Telephone Pole and Oak Tree
In the spring, a new road was built.
Bulldozers and
tractors of no small size tore up the prairie grass and wild
flowers. When they were finished, a new patch of bright black
asphalt lay, suddenly, sodden and shimmering in the cool afternoon
sunlight.
A
week later, the telephone poles were put in.
More
tractors, more men with their trucks laden with brilliant orange reflector
barrels, swarmed over a road so new, the lines hadn’t even been painted down
the center. They dug at the brown earth with their shovels and steel-toed
boots, erecting towering wooden masts as evenly spaced as fence posts; each one
still glistening with a sappy, molasses coating that smelt of benzene and pine
needles. The wires went up, and the linemen’s cleats covered the
naked poles with a rough bark of soft mud.
When
all the men had gone, the only sound to mark their coming, besides the hum of
the Mid-Western breeze blowing over the telephone lines like harp strings, was
the occasional gust of a semi moving too fast on too small a road with still no
paint to part the way.
A
crow, perched at the top of a telephone pole, sat watching one of those semis
come, with a tiny acorn in his beak. The rush of wind as it passed
startled the bird, and he dropped his treasure as he took flight.
The
acorn fell and settled in the bare groove of a tire-tread.
Years went by.
A
tiny sapling began to grow in the thin, sun-dial shade of that telephone
pole. When she was old enough to speak, she asked the trunk beside
her if they weren’t, in fact, related.
“ME?”
the telephone pole laughed, “related to YOU? What ever gave you that
idea?”
The
sapling swayed, surveying the vast, empty prairie all around
them. Like a race of giants, the row of telephone poles lined the
fantasies of the young tree.
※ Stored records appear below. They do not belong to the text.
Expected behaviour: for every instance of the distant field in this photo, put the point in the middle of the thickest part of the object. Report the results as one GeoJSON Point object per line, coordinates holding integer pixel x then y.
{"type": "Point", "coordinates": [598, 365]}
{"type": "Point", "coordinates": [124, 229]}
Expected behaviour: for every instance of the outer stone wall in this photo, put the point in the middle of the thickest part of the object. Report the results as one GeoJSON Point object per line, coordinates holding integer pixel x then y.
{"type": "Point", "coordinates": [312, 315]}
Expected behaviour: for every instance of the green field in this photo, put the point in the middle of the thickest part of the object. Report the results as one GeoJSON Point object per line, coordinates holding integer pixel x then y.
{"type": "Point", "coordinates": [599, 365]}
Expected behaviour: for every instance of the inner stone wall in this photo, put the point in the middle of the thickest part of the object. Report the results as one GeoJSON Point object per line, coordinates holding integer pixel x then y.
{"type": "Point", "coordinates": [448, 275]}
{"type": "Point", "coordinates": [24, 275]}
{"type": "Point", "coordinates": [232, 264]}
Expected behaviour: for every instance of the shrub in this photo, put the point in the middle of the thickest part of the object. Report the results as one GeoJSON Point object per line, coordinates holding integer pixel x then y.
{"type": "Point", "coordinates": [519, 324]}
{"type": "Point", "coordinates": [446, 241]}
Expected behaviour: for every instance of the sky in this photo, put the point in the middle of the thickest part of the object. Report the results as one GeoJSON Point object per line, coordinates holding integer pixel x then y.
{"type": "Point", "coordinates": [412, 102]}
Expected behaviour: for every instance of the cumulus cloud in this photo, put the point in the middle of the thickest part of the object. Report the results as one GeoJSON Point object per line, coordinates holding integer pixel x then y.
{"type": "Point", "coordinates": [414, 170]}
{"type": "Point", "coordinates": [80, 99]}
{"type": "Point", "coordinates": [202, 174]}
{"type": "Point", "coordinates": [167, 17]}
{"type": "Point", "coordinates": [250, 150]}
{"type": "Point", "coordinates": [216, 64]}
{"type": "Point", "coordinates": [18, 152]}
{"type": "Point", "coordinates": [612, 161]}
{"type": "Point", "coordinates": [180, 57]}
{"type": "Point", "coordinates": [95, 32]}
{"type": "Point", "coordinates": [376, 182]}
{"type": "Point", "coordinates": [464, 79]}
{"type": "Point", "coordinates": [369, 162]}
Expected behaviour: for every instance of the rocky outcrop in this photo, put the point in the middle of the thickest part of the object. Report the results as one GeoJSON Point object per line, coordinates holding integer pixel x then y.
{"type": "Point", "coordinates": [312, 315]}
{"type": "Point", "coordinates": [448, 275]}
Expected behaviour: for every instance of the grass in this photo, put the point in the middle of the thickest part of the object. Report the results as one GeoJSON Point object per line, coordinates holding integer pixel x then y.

Titans in an arbor mythology, she
wanted, desperately, to grow to be just like them.
Years went by.
The
sapling sprouted branches and broad leaves, but still swayed, green and pliant
as a blade of grass, with the roll of every passing car. Finding
courage, at last, again to speak, she asked the telephone pole, if they weren’t
related, then where had she come from? There were no other trees there
besides them, and, certainly, the sapling reasoned, we must have come from
somewhere.
“Certainly
YOU came from somewhere,” telephone pole sneered. “I came from a
field full of pine trees as tall and straight as I am. We were
planted and tended and looked after, grown and pruned and fashioned by hand to
be knot-less and rigid and perfect. We grew that way, until the
plaid-shirted, bearded lumberjacks with their sharp axes chose only the best
and the most beautiful to become what we are now; to be cut down, stripped,
planed, polished, and replanted exactly here, for a single
purpose. To do a job. I hold these lines, and these
lines, in turn, allow the twitter of human conversation to transcend this vast
land.”
“YOU,”
he said, “have no purpose. You are an accident!”
Years went by.
The
sapling had grown into a thick oak tree, just tall enough to reach her branches
up and touch the wires; to feel them tickle the leaves in her lush, green
foliage.
In
autumn, she turned a beautiful, sunset shade of burnt-umber and orange, and
then, to a crisp, clean brown, before all her leaves fell and danced in the
whipping prairie wind. Squirrels had burrowed homes in the knotted,
twisted spaces between her thickest branches, nesting in stockpiles of acorns
gathered from the grassy floor where they fell.
“Look
at you,” telephone pole said. “All you’re good for is making a mess fit for a
vermin.”
That
fall, the linemen returned. They came wearing bright orange gloves
and helmets and carrying chainsaws. Hardly the bronzed-god
lumberjacks the oak tree had long dreamed of -- rather than come to bring her
to a higher purpose -- they instead hacked off her topmost branches.
When
they were done, the oak was a stunted, bald version of her earlier self.
Telephone
pole looked on and smiled.
That
very night, an ice storm came. The usually calm Mid-Western breeze
became a swirling black monster. The wind howled and lashed at them;
steely icicles formed and the lines snapped under the weight.
The
entire row of telephone poles were pulled from the ground, yanked by their
wires like a sea anchor; flattened like a collapsed fence.
Telephone
pole screamed as he fell.
Oak
tree caught him.
All
night, she held him by her shorn branches. She hugged him to her
trunk through the storm until it was over.
The
linemen came back the next morning; ice, everywhere, sparkling a kaleidoscope
in the cold, calm light of sunrise. All the other telephone poles
around them had snapped and broken. All except for one: the men
gently lifted telephone pole from the oak tree and righted him, set him back in
his place.
When
they’d gone, the telephone pole turned to thank the oak tree for her help...
...But
she hadn’t survived the storm, either. Her trunk was split down the
middle by the added weight from all the ice and shock of catching telephone
pole.
In the spring, five new saplings sprouted.